The moot entailed a hypothetical question drawn by members of the Disability rights project at the school of law and shared with the students. The students formed 4 teams of three members and argued their cases before a panel of judges in the preliminary round.  The best two teams argued the case at the final stage. 

The competing mooters were continually guided in the course of the moot in areas like composure, calmness, language usage and overall preparedness and research in the human rights systems and norms.  The moot as an activity empowers young law students with practical skills to engage, present and argue human rights cases before competent national, regional and international human rights bodies/courts.

The best team was comprised of Kasibante David,  Cheptoek Belinda and Twine Rehema. The best male oralist was Kaddu Jeffery while the best female oralist was Twine Rehema.

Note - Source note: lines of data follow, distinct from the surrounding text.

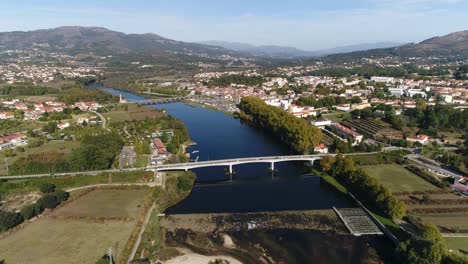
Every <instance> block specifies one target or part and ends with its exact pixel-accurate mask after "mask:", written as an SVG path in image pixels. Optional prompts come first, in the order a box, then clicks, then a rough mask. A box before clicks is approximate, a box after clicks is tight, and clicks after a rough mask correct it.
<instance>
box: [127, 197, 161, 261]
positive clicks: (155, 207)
mask: <svg viewBox="0 0 468 264" xmlns="http://www.w3.org/2000/svg"><path fill="white" fill-rule="evenodd" d="M155 208H156V201H155V202H154V203H153V205H151V208H150V209H148V211H147V212H146V216H145V220H144V221H143V224H142V226H141V229H140V233H139V234H138V238H137V240H136V241H135V244H134V245H133V248H132V252H131V253H130V256H129V257H128V261H127V263H131V262H132V260H133V259H134V258H135V254H136V252H137V250H138V247H139V246H140V243H141V237H142V236H143V233H144V232H145V229H146V225H147V224H148V222H149V219H150V218H151V213H152V212H153V210H154V209H155Z"/></svg>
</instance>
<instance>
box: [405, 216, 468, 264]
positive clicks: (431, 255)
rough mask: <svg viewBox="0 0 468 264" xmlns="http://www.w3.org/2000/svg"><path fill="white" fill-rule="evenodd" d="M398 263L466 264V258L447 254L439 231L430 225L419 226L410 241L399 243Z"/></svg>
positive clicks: (466, 261)
mask: <svg viewBox="0 0 468 264" xmlns="http://www.w3.org/2000/svg"><path fill="white" fill-rule="evenodd" d="M396 256H397V260H398V263H403V264H414V263H421V264H423V263H427V264H432V263H434V264H439V263H442V264H466V263H468V259H467V258H466V257H462V256H457V255H455V254H452V253H449V251H448V250H447V245H446V243H445V241H444V238H443V237H442V234H441V233H440V231H439V229H438V228H437V227H435V226H434V225H432V224H426V225H419V226H418V227H417V230H416V234H414V236H413V237H412V238H411V239H408V240H406V241H404V242H401V243H400V244H399V245H398V247H397V250H396Z"/></svg>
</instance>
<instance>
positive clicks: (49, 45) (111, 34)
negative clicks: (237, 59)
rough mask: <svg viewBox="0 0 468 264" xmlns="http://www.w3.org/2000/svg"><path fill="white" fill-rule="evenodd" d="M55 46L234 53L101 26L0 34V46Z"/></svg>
mask: <svg viewBox="0 0 468 264" xmlns="http://www.w3.org/2000/svg"><path fill="white" fill-rule="evenodd" d="M33 46H41V47H43V48H50V49H59V50H61V51H64V52H67V53H71V54H77V53H81V52H93V53H95V54H99V55H112V54H127V53H132V52H134V53H152V54H169V53H183V54H198V55H204V54H209V55H223V54H231V55H232V54H236V52H233V51H231V50H227V49H225V48H222V47H217V46H209V45H202V44H197V43H189V42H183V41H175V40H171V39H167V38H164V37H161V36H159V35H156V34H152V33H147V34H125V33H121V32H117V31H112V30H109V29H106V28H102V27H79V26H65V27H59V28H54V29H41V30H34V31H27V32H24V31H14V32H4V33H0V47H4V48H13V49H17V48H30V47H33Z"/></svg>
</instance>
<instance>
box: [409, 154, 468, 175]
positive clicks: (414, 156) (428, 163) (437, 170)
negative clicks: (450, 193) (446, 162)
mask: <svg viewBox="0 0 468 264" xmlns="http://www.w3.org/2000/svg"><path fill="white" fill-rule="evenodd" d="M406 157H407V158H408V159H409V160H411V161H412V162H415V163H418V164H419V165H422V166H424V167H426V168H427V169H429V170H433V171H436V172H437V173H438V174H439V175H440V176H442V177H452V178H453V177H462V176H463V175H461V174H458V173H455V172H452V171H449V170H446V169H444V168H442V167H440V166H437V165H434V164H431V163H429V162H424V161H422V160H420V159H418V157H419V155H415V154H411V155H407V156H406Z"/></svg>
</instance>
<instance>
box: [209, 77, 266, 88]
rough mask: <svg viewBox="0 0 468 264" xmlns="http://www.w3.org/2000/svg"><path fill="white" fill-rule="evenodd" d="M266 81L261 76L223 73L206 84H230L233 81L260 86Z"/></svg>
mask: <svg viewBox="0 0 468 264" xmlns="http://www.w3.org/2000/svg"><path fill="white" fill-rule="evenodd" d="M264 82H265V79H263V77H261V76H245V75H223V76H221V77H217V78H211V79H210V80H209V81H208V82H207V83H206V84H207V85H208V86H209V87H215V86H221V87H225V86H229V85H231V84H232V83H235V84H240V85H247V86H258V85H261V84H263V83H264Z"/></svg>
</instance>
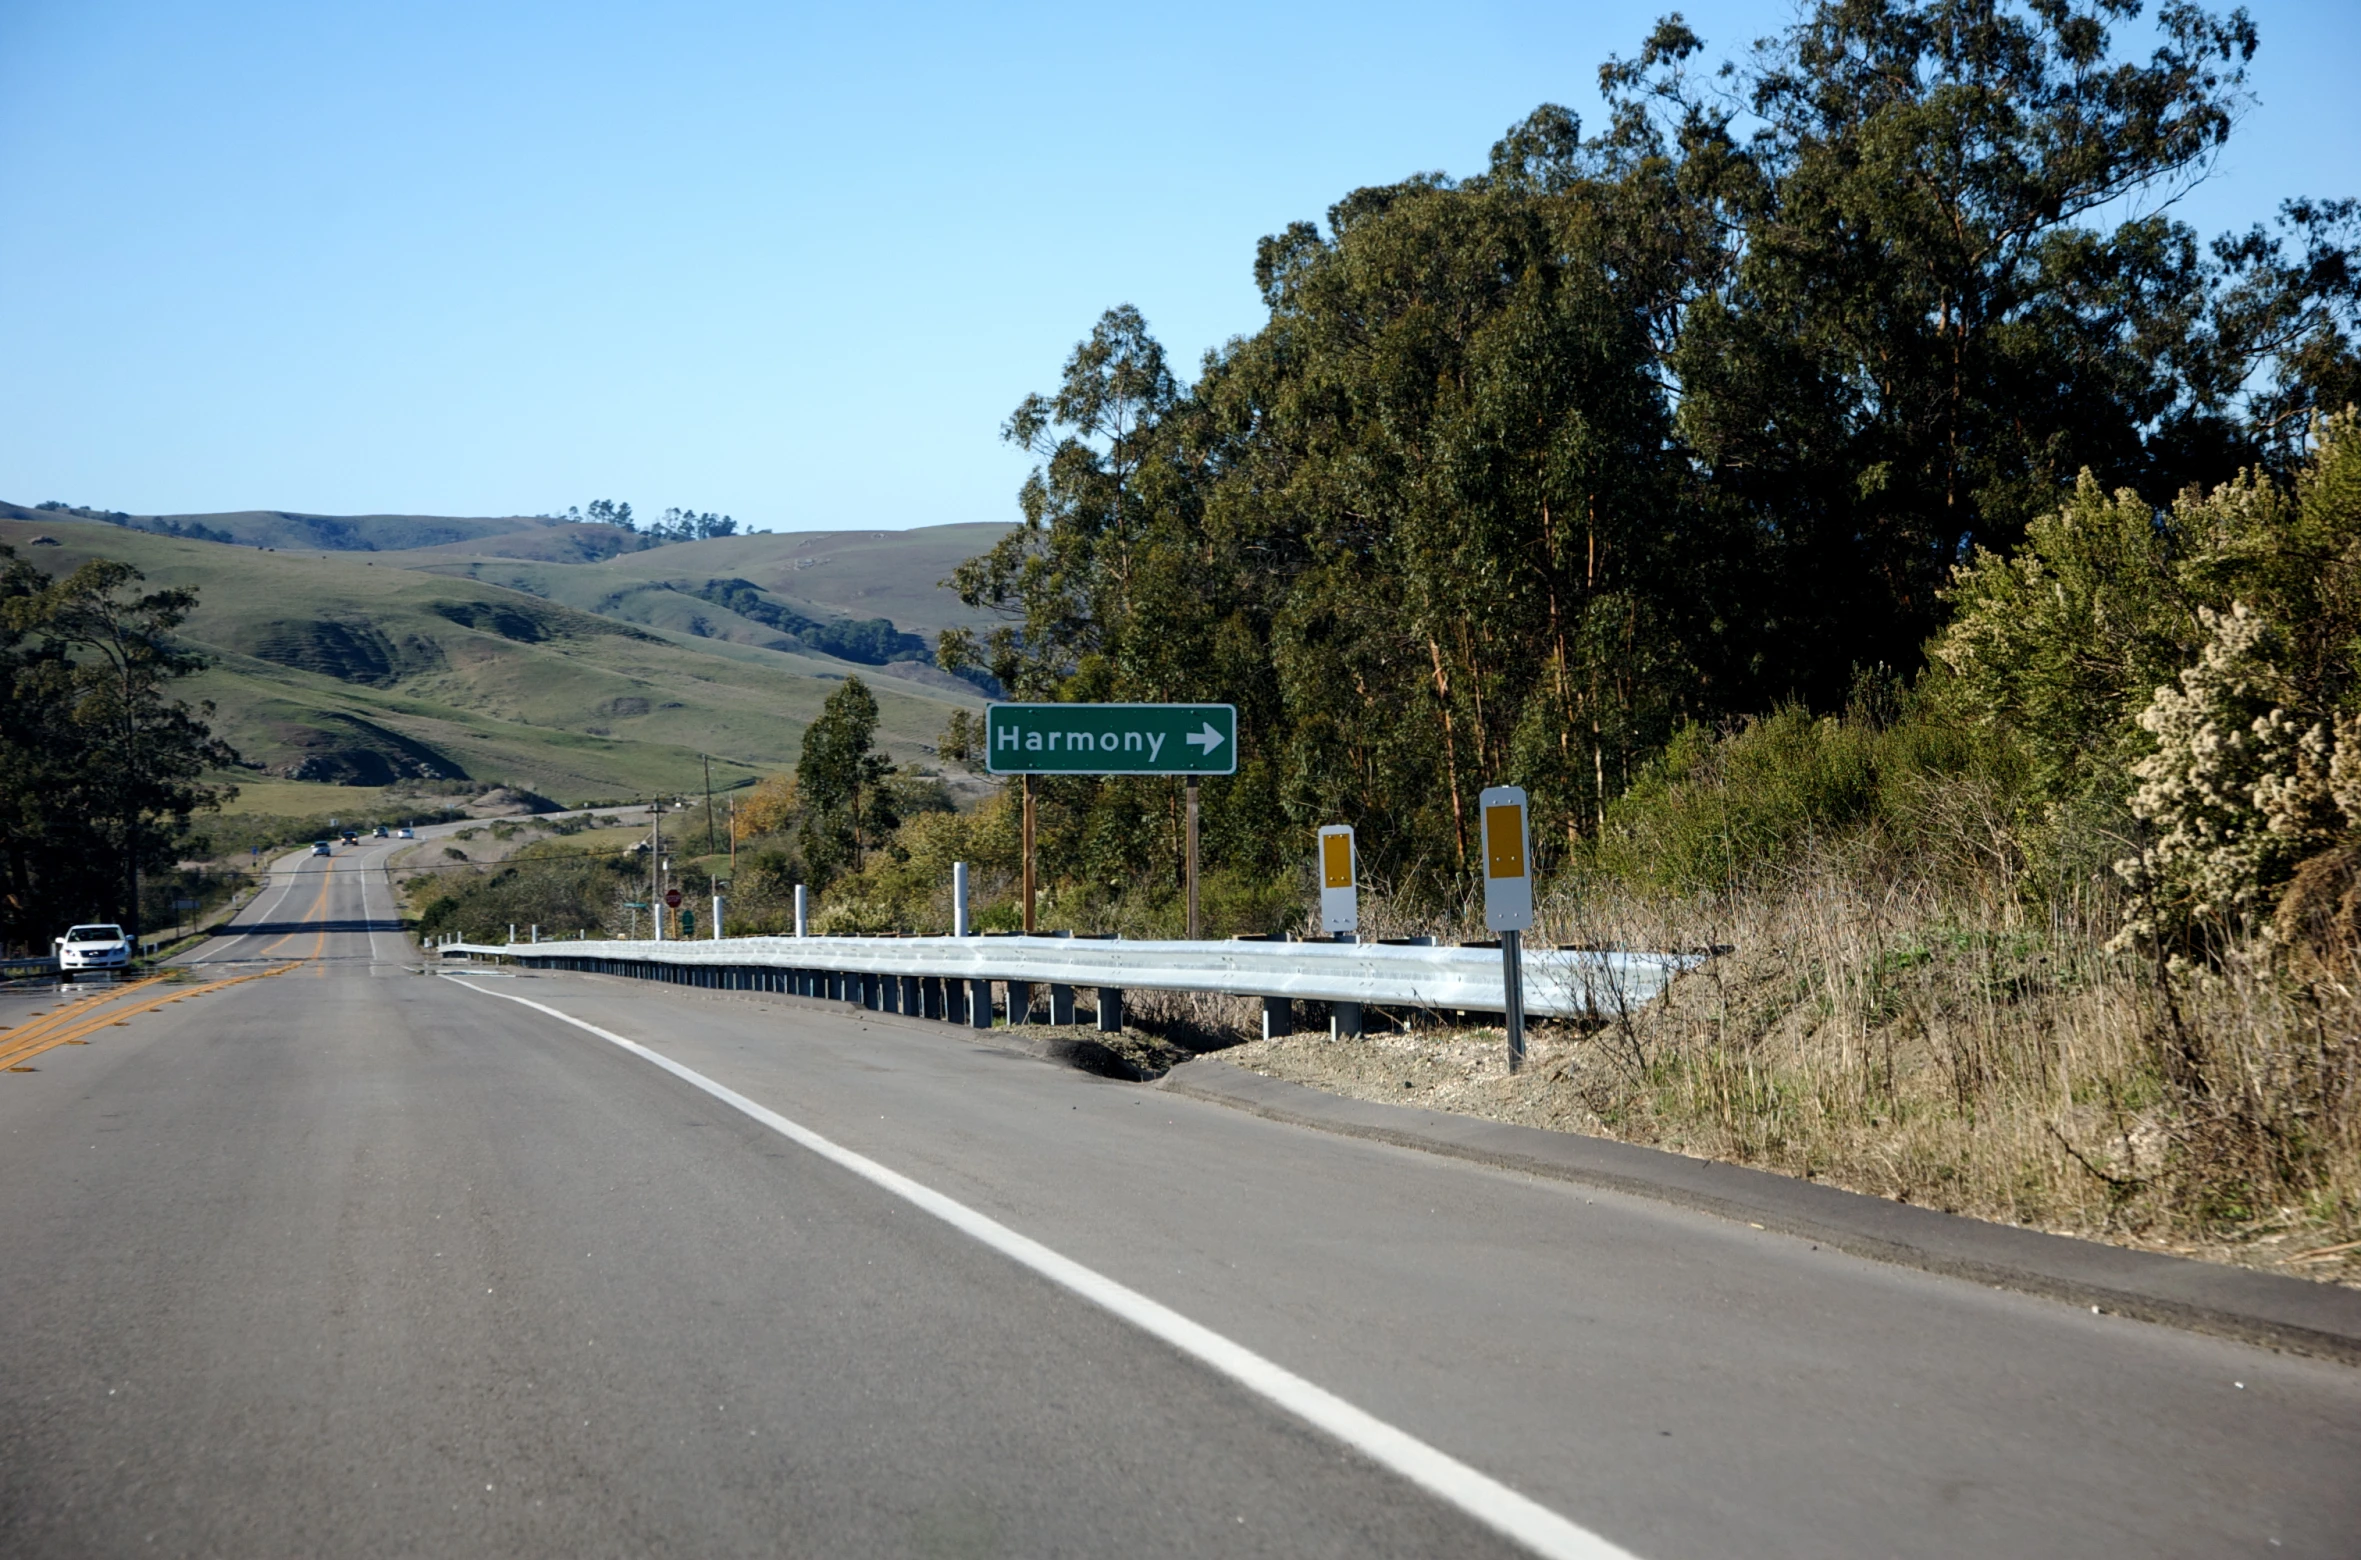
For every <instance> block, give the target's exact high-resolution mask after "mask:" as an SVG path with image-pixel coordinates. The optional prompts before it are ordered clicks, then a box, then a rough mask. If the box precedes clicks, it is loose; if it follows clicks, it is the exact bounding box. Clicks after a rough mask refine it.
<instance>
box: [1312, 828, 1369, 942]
mask: <svg viewBox="0 0 2361 1560" xmlns="http://www.w3.org/2000/svg"><path fill="white" fill-rule="evenodd" d="M1355 869H1358V864H1355V861H1353V826H1350V824H1329V826H1327V828H1322V831H1320V930H1322V932H1327V935H1329V937H1341V935H1348V932H1358V930H1360V890H1358V887H1355V880H1358V876H1360V873H1358V871H1355Z"/></svg>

The principal school of law Dr. Christopher Mbazira commended the organizers of the moot as well as the school of law community that turned up. He said there was need to create such awareness among young lawyers in view of the rights of persons with disabilities to adequately prepare for the real life experiences in the world of work. He said the school of law is slowly but steadily addressing the challenges incapacitating the students with disabilities to study as well as other able bodied students.

The event was graced by some of the disabled alumni of the School of Law that included Kasule Isaac who was the first visually impaired law student in 1996 in the school of Law and Florence Ndagire equally visually impaired. 

While sharing his experience as a pioneer visually impaired student, Isaac Kasule said after his admission, the School of Law and the entire University did not know how to handle him given that the law program demands a lot of reading. He said in order to cope with the challenges before him and to prove his worth, he had to design his own writing kit having become blind after learning how to write. This coupled with extra efforts and support from family and friends enabled him to prove himself capable of undertaking the law program where he even excelled becoming the best in the class.  

The Disability Rights project in the School of Law has in the past oriented teaching staff and administrators on the issues of Disability with a view of changing their mindsets and outlook whenever faced with students with disabilities in the course of undertaking their work. It is also expected that the teaching of Disability Rights law will be taken on in the school of Law as stand-alone but also as mainstreamed into the current programs.